Les souvenirs perdus à cause de l'amnésie dissociative peuvent-ils revenir ?
Souvent, oui, et cette réversibilité est l'une des caractéristiques distinctives. L'information semble être inaccessible plutôt qu'effacée, ce qui la distingue de l'amnésie causée par des dommages physiques aux structures qui stockent la mémoire. Le retour peut être graduel ou abrupt, et il n'est pas de manière fiable sous le contrôle délibéré de quiconque, y compris de la personne qui en fait l'expérience. Cette imprévisibilité est une raison d'avoir un soutien en place plutôt que de poursuivre la récupération du matériel comme un objectif en soi.
Qu'est-ce qu'une fugue dissociative ?
C'est la présentation la plus rare : un voyage intentionnel ou une errance désorientée, accompagnée d'amnésie pour l'identité personnelle ou pour d'autres informations autobiographiques.
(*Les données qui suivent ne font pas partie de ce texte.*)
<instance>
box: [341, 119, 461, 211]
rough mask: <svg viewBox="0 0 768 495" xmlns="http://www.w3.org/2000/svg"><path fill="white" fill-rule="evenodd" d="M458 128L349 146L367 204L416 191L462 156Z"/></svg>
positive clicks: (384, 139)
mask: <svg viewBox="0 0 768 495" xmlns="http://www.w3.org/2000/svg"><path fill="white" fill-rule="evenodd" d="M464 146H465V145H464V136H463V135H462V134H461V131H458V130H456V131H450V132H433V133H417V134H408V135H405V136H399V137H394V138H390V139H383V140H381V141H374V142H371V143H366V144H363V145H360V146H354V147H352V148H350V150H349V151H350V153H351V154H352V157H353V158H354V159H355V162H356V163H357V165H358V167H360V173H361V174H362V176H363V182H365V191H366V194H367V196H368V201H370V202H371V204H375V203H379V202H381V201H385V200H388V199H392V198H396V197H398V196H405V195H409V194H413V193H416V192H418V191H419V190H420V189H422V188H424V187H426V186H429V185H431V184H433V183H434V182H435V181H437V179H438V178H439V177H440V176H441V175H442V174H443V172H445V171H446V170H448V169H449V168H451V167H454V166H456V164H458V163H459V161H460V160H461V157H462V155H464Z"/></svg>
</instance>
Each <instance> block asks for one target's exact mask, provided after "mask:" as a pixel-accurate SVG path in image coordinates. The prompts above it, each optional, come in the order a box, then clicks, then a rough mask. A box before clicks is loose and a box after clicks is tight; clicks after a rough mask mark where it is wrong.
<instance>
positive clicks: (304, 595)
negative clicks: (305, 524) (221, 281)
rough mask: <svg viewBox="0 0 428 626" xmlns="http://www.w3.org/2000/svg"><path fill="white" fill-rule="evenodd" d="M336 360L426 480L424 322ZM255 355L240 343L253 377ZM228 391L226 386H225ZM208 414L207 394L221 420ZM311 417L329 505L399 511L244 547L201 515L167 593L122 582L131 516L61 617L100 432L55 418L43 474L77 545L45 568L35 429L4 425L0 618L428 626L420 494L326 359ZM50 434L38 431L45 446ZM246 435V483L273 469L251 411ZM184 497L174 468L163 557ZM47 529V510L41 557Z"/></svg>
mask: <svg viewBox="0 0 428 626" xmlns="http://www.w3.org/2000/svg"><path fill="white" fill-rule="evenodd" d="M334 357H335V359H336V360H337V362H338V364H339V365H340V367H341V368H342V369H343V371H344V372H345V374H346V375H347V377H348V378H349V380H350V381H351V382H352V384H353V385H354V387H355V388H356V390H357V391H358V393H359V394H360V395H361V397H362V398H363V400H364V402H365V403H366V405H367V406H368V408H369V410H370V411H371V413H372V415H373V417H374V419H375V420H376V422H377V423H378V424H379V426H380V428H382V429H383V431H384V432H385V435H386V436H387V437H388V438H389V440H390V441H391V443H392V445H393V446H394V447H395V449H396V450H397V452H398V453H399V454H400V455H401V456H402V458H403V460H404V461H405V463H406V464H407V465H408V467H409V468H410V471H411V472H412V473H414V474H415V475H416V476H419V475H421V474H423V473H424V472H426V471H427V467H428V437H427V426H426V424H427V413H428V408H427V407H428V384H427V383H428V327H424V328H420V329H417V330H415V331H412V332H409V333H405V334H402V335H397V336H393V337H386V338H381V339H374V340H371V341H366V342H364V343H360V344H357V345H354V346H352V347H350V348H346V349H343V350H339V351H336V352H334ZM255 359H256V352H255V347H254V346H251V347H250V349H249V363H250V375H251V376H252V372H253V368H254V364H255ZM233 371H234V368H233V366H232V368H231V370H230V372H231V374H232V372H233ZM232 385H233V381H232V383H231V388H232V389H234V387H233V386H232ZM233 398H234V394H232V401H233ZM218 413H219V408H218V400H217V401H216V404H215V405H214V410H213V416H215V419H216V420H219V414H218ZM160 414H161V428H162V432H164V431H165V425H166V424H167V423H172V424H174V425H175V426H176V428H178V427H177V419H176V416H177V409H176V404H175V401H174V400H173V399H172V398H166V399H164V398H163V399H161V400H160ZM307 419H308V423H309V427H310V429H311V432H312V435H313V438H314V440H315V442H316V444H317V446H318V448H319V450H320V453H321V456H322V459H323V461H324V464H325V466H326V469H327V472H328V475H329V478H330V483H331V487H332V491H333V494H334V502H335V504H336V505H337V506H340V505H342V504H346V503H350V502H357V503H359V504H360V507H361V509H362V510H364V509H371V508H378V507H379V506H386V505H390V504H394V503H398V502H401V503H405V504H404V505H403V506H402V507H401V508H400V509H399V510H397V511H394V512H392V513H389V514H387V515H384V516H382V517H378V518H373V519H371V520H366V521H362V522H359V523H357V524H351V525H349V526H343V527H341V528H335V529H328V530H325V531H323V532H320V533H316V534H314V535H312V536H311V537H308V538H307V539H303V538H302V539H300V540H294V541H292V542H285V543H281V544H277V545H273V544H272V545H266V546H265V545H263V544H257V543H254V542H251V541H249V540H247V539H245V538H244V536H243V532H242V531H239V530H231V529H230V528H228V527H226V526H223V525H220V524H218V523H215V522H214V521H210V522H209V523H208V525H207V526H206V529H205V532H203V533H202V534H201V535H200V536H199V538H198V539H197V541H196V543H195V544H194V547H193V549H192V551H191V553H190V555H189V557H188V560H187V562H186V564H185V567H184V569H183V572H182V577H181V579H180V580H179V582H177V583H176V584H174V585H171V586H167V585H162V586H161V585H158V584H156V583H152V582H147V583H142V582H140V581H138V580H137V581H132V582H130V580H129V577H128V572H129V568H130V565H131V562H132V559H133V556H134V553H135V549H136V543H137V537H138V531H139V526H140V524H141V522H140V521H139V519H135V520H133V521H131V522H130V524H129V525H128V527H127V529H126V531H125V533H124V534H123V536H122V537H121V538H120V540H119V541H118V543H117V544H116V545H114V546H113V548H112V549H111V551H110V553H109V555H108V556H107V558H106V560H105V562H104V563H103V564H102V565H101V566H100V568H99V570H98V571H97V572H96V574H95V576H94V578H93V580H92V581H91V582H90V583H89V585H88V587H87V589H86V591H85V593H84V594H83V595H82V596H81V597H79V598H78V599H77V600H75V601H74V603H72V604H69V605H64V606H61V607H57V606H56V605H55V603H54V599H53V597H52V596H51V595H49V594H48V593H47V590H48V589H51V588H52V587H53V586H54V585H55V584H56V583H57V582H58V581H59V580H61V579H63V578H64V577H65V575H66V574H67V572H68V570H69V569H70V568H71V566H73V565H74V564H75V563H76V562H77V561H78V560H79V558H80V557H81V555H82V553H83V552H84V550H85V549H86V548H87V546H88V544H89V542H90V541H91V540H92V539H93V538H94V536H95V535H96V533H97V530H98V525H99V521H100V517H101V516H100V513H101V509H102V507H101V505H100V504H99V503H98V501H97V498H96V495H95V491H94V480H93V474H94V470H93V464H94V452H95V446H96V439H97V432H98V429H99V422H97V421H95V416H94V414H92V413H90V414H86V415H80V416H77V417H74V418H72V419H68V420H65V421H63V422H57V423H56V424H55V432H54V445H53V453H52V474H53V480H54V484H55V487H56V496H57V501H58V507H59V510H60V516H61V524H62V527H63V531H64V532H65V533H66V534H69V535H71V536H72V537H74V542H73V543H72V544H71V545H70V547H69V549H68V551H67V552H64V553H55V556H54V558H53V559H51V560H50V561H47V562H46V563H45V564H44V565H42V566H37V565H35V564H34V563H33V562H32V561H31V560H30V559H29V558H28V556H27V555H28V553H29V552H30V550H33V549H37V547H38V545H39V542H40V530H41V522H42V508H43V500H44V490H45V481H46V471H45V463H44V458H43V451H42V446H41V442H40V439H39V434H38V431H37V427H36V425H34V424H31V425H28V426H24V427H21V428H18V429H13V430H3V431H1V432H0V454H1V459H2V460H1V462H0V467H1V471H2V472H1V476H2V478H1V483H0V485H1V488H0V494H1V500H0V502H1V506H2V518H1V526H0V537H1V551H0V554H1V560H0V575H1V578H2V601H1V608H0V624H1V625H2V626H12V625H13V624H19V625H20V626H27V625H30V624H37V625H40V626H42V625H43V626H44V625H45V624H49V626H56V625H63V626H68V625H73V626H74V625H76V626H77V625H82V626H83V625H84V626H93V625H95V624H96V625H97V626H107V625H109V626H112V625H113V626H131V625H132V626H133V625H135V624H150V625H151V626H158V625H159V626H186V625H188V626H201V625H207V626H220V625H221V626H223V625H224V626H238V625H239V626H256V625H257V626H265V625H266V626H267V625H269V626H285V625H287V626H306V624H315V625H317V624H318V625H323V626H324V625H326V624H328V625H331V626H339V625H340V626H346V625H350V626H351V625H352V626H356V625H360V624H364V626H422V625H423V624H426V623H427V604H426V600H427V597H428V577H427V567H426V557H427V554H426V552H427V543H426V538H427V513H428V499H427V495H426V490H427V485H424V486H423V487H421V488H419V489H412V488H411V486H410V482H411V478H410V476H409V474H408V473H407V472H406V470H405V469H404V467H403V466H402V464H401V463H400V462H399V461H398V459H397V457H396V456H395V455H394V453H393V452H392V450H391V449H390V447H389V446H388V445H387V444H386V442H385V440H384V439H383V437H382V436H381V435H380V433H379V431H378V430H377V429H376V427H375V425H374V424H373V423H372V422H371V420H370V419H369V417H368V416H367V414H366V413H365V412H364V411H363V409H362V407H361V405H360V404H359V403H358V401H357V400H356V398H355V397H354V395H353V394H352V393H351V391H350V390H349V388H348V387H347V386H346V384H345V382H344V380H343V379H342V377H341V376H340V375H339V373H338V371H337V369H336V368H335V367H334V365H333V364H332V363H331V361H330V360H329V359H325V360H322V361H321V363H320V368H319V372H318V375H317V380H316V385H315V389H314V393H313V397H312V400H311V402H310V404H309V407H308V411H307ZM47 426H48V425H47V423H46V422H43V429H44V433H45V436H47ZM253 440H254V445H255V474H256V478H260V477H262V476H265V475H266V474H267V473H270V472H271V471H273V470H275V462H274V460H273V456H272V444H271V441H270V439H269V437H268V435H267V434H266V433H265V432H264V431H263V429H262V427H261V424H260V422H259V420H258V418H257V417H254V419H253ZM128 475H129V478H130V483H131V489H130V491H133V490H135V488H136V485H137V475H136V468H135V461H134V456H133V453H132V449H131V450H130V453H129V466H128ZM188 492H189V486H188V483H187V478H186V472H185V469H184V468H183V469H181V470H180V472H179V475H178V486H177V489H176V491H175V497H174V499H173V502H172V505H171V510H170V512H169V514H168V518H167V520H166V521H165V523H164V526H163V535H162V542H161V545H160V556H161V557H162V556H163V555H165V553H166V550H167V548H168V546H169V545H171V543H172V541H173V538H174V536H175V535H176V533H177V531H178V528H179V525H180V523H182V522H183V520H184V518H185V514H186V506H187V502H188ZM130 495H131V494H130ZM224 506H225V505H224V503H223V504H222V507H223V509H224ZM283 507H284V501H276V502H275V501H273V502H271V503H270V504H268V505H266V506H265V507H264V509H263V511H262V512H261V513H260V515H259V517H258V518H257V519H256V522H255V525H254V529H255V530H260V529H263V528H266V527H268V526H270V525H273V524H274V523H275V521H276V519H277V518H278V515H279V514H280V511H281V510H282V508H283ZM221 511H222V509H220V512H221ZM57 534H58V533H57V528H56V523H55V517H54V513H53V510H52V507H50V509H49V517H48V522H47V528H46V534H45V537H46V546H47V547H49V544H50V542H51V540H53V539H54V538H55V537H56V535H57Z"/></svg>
Une personne peut se retrouver quelque part sans avoir conscience de la manière dont elle y est parvenue ou de qui elle est, et les épisodes peuvent durer des heures ou beaucoup plus longtemps. C'est véritablement peu commun et il est important de le nommer précisément, car l'expression est utilisée de manière décontractée pour désigner une distraction ordinaire, ce qui crée une attente qui rend la véritable expérience plus difficile à reconnaître lorsqu'elle se produit.